Most employers are aware of the federal law known as the Uniformed Services Employment and Reemployment Rights Act of 1994 (“USERRA”) which is designed to protect those who serve in the armed forces from discrimination and retaliation. However, many California employers are unaware that section 394 of the California Military and Veterans Code also prohibits employers from discriminating against members of the armed forces (“Section 394”). Therefore, an employee who believes he/she has been discriminated against based on his/her military status has the right to pursue a claim under one or both laws.

However, a recent case has declared that who the plaintiff-employee can sue is different under federal and state law. In Haligowski v. Superior Court (Mario Pantuso, real party in interest) (11/10/11), Plaintiff Mario Pantuso was called to active duty with the Navy while he was employed by Safway Services, LLC (“Safway”). When Pantuso returned from his six-month deployment in Iraq and asked for his job back, his immediate supervisor at Safway, Mike Haligowski, and the regional manager, Greg Chomenko, informed Pantuso that he was terminated from his employment with Safway. Pantuso sued Safway, Haligowski, and Chomenko for discrimination and retaliation in violation of Section 394, and Safway for wrongful termination in violation of public policy. He claimed that because of his membership in the Navy, the defendants discriminated against him by: 1) giving him negative performance evaluations after he informed his supervisors that he would be deployed; 2) terminating his employment; 3) refusing to re-employ him; and 4) failing to pay him an allegedly earned bonus.

The two individual defendants demurred to the complaint on the grounds that as supervisors, they cannot be held individually liable under Section 394 for employment-related decisions. The trial court overruled the demurrer based on the plain language of Section 394 and the individual defendants petitioned for a writ of mandate to the court of appeal. The court of appeal looked at the plain language of Section 394 to determine if it supported the trial court’s decision. The relevant parts of Section 394 read as follows:

Section 394(a): “No person shall discriminate against any officer, warrant officer, or enlisted member of the military or naval forces of the state or of the United States because of that membership.”
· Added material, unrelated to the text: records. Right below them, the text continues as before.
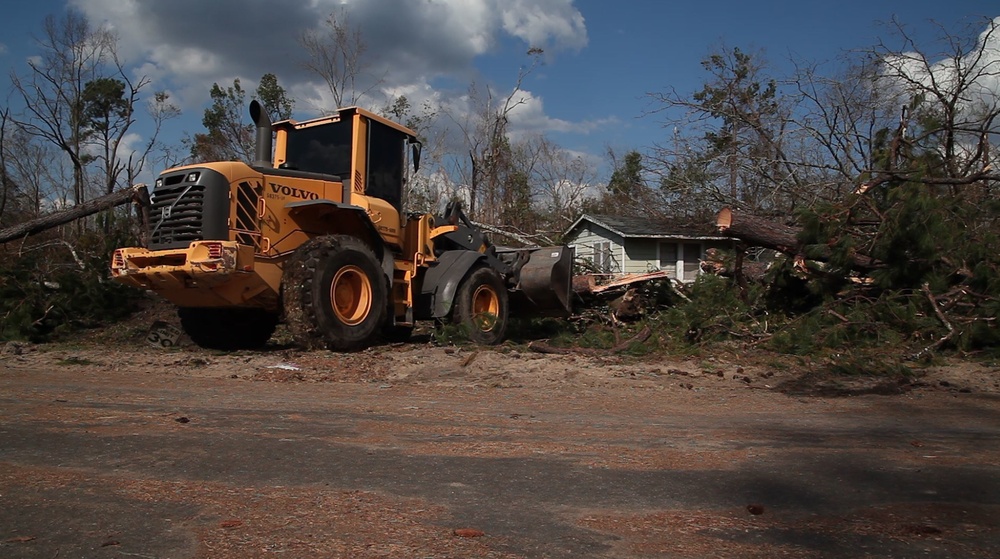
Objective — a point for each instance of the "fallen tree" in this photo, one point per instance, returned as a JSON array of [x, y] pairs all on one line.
[[758, 231], [136, 193]]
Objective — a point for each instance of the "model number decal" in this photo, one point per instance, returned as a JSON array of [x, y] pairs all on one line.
[[293, 192]]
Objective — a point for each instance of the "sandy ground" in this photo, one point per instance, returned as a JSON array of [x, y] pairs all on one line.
[[114, 447]]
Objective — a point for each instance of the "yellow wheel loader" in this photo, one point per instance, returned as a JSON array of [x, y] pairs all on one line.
[[315, 235]]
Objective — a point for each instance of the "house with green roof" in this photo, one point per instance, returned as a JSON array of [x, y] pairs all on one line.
[[635, 245]]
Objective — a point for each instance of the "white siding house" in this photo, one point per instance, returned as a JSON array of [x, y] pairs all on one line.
[[628, 245]]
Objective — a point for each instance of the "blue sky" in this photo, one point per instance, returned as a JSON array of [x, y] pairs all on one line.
[[601, 57]]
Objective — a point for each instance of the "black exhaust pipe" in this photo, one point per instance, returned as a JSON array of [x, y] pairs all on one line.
[[262, 152]]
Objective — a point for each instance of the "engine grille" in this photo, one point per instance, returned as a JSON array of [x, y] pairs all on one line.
[[176, 213], [186, 206]]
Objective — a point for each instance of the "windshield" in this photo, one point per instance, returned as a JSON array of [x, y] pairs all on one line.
[[320, 149]]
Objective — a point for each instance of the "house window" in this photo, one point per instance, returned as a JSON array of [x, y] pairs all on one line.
[[602, 256], [668, 259], [692, 261], [681, 261]]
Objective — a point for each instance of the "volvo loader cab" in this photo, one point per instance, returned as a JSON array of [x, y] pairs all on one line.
[[313, 233]]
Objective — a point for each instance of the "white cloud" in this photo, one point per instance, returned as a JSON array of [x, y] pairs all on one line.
[[978, 72], [548, 23], [186, 45]]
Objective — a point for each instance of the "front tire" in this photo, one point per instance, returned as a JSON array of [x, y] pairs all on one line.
[[227, 329], [481, 306], [334, 294]]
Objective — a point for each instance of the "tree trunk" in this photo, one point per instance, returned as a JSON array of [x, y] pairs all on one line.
[[757, 231], [137, 193]]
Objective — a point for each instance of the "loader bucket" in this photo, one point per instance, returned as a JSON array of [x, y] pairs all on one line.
[[545, 282]]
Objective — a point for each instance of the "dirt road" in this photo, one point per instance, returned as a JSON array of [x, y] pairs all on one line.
[[419, 451]]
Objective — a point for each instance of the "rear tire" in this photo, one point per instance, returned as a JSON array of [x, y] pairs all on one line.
[[228, 329], [481, 306], [334, 294]]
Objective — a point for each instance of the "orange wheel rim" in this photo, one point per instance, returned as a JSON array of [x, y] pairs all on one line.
[[485, 308], [351, 295]]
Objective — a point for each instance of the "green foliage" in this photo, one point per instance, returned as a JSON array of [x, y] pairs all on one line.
[[46, 291], [227, 137], [626, 179]]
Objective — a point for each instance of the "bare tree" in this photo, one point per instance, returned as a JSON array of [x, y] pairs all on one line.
[[337, 56], [72, 54], [494, 183], [159, 110]]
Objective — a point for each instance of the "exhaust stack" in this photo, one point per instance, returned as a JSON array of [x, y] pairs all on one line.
[[262, 150]]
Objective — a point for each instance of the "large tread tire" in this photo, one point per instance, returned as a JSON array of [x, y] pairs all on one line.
[[334, 294], [481, 306], [228, 329]]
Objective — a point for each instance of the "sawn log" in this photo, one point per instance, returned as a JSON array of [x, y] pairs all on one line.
[[137, 193], [757, 231]]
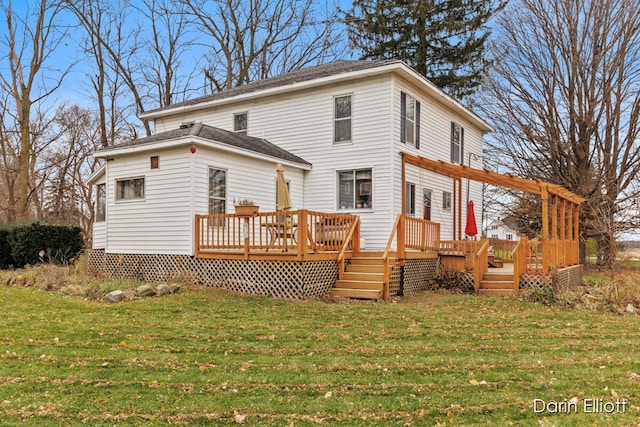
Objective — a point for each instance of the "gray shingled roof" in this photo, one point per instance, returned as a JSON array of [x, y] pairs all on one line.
[[217, 135], [293, 77]]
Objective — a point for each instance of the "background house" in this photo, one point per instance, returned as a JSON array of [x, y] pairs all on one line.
[[503, 229]]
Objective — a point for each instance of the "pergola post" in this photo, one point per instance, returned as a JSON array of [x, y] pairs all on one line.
[[554, 230], [563, 231], [576, 234]]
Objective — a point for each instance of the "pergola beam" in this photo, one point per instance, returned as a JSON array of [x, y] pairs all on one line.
[[490, 177]]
Section 394(d): “No employer or officer or agent of any corporation, company or firm, or other person, shall discharge any person from employment because of the performance of any ordered military duty or training or by reason of being an officer, warrant officer, or enlisted member of the military or naval forces of this state… .”
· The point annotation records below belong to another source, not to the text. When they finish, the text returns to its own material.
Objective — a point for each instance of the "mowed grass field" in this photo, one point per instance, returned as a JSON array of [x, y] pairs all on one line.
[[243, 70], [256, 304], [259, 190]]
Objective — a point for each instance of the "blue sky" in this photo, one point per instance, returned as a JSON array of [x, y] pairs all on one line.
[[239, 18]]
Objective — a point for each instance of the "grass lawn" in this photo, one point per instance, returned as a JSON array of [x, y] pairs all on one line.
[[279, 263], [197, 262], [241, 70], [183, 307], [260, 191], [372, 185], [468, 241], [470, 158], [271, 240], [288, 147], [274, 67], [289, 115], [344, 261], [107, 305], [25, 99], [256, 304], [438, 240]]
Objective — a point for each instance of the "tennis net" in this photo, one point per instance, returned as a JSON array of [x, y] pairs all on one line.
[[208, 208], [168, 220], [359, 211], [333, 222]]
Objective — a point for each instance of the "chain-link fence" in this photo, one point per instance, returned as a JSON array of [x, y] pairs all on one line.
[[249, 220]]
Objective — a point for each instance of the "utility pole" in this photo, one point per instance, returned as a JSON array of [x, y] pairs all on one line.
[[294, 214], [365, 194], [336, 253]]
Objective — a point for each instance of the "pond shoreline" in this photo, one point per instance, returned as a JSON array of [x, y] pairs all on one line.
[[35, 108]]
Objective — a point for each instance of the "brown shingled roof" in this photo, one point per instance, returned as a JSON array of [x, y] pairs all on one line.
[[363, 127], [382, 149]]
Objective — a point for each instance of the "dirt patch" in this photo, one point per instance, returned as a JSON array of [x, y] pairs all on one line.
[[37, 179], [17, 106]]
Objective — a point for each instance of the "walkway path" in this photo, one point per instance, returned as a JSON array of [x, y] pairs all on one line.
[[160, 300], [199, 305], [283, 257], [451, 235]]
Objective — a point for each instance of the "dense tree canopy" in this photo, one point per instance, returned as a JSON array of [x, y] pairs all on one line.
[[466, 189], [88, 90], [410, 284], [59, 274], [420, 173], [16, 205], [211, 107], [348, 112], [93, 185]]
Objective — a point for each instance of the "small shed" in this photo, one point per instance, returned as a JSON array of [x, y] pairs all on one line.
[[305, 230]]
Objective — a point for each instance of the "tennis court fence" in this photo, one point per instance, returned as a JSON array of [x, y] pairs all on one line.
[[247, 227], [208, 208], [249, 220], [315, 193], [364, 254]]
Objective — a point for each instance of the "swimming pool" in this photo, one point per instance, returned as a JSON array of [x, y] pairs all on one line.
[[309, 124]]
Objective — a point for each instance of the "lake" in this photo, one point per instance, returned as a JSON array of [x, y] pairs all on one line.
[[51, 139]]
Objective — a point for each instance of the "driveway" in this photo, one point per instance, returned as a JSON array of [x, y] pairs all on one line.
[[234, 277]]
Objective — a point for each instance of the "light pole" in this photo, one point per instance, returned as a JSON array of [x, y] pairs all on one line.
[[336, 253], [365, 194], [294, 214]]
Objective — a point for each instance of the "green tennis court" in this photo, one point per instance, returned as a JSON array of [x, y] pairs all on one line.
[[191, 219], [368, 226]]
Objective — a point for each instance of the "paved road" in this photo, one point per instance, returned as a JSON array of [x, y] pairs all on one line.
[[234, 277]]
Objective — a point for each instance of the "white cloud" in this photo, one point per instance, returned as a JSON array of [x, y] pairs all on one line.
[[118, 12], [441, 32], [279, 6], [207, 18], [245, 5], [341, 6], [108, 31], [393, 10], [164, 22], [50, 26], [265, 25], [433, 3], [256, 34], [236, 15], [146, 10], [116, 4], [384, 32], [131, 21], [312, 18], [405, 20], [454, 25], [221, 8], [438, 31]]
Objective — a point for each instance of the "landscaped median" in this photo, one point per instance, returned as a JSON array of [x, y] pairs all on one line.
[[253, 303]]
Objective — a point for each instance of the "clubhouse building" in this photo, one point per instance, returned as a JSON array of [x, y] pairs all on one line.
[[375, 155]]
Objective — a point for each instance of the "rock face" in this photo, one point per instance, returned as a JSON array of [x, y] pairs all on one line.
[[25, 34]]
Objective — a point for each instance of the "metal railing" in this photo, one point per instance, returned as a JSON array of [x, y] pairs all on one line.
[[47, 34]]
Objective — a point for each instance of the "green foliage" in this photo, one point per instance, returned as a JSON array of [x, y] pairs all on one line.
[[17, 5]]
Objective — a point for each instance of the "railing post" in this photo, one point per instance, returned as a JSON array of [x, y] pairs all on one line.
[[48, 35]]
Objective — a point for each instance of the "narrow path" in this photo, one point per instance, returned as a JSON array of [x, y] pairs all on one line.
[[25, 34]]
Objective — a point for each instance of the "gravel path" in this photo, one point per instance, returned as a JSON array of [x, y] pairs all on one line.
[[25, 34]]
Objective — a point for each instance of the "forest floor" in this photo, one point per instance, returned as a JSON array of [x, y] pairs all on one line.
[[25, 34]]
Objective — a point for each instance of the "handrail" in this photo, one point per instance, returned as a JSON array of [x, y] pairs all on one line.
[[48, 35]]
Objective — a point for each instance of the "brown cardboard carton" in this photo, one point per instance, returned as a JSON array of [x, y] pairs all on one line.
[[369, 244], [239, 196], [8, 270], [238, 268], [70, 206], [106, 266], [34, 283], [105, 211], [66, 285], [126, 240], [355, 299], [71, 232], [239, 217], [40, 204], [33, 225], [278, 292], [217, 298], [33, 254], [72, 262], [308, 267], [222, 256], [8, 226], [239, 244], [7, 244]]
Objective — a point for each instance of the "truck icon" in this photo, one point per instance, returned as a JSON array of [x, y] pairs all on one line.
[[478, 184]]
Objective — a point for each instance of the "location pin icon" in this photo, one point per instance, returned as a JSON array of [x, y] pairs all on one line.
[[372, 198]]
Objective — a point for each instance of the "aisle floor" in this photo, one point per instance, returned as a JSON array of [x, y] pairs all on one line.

The appellate court said it could perceive two possible constructions of the use of the words “person” and “agent” in Section 394. First, as Pantuso argues and the trial court ruled, it could be determined that the Legislature intended to hold individual supervisors personally liable for discrimination under the statute. Second, and consistent with the California Supreme Court’s interpretation of other employment discrimination laws like California’s Fair Employment and Housing Act (“FEHA”), it could be determined that the use of the words “agent” and “other person” was “intended only to ensure that employers will be held liable if their supervisory employees take actions later found discriminatory, and that employers cannot avoid liability by arguing that a supervisor failed to follow instructions or deviated from the employer’s policy.” (Citing the California Supreme Court’s 1998 decision in Reno v. Baird, wherein the Court analyzed the words “any person” in the FEHA and concluded that individuals who do not themselves qualify as employers may not be sued under the FEHA for alleged discriminatory acts.)
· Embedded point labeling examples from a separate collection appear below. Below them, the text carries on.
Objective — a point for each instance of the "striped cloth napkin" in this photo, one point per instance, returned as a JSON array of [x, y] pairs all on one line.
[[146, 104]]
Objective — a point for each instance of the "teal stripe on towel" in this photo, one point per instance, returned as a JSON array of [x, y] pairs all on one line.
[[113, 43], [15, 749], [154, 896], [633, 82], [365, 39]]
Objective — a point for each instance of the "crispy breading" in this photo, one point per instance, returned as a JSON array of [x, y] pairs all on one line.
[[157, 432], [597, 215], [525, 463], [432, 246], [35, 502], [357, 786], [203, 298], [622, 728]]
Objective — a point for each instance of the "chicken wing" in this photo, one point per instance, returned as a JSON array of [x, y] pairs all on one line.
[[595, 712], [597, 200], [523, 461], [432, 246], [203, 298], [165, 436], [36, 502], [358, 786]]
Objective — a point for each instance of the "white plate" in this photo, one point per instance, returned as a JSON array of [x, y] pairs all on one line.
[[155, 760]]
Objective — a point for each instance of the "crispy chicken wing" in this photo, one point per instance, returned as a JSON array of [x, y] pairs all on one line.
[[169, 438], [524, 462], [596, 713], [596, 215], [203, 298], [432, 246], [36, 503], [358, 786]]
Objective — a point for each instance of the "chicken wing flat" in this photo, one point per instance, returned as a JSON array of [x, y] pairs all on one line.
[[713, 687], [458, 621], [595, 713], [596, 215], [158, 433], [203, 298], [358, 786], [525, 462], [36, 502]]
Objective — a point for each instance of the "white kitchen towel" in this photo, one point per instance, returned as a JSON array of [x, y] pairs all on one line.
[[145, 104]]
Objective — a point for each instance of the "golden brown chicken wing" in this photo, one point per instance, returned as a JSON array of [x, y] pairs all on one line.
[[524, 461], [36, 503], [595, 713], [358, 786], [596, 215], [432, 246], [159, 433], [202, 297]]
The Haligowski court said that the language of Section 394 is parallel to that used in the FEHA and, given the similarity in the language of, and goals behind, these employment discrimination statutes, “…it would be illogical and incongruous to hold that the word “person” in Section 394 subjects supervisory employees to personal liability whenever they engage in a discriminatory act against a member of the military forces when they are not otherwise personally at risk for managerial acts that discriminate on the basis of race, gender, age, or disability.”

The court rejected Pantuso’s argument that the courts must import the USERRA definition of “employer” into Section 394. The court pointed out that USERRA was not analogous to Section 394, in that it’s definition of “employer” was much broader and clearly spelled out Congress’ intent to hold a supervisor personally liable. Therefore, the court ruled that there is no personal liability under Section 394.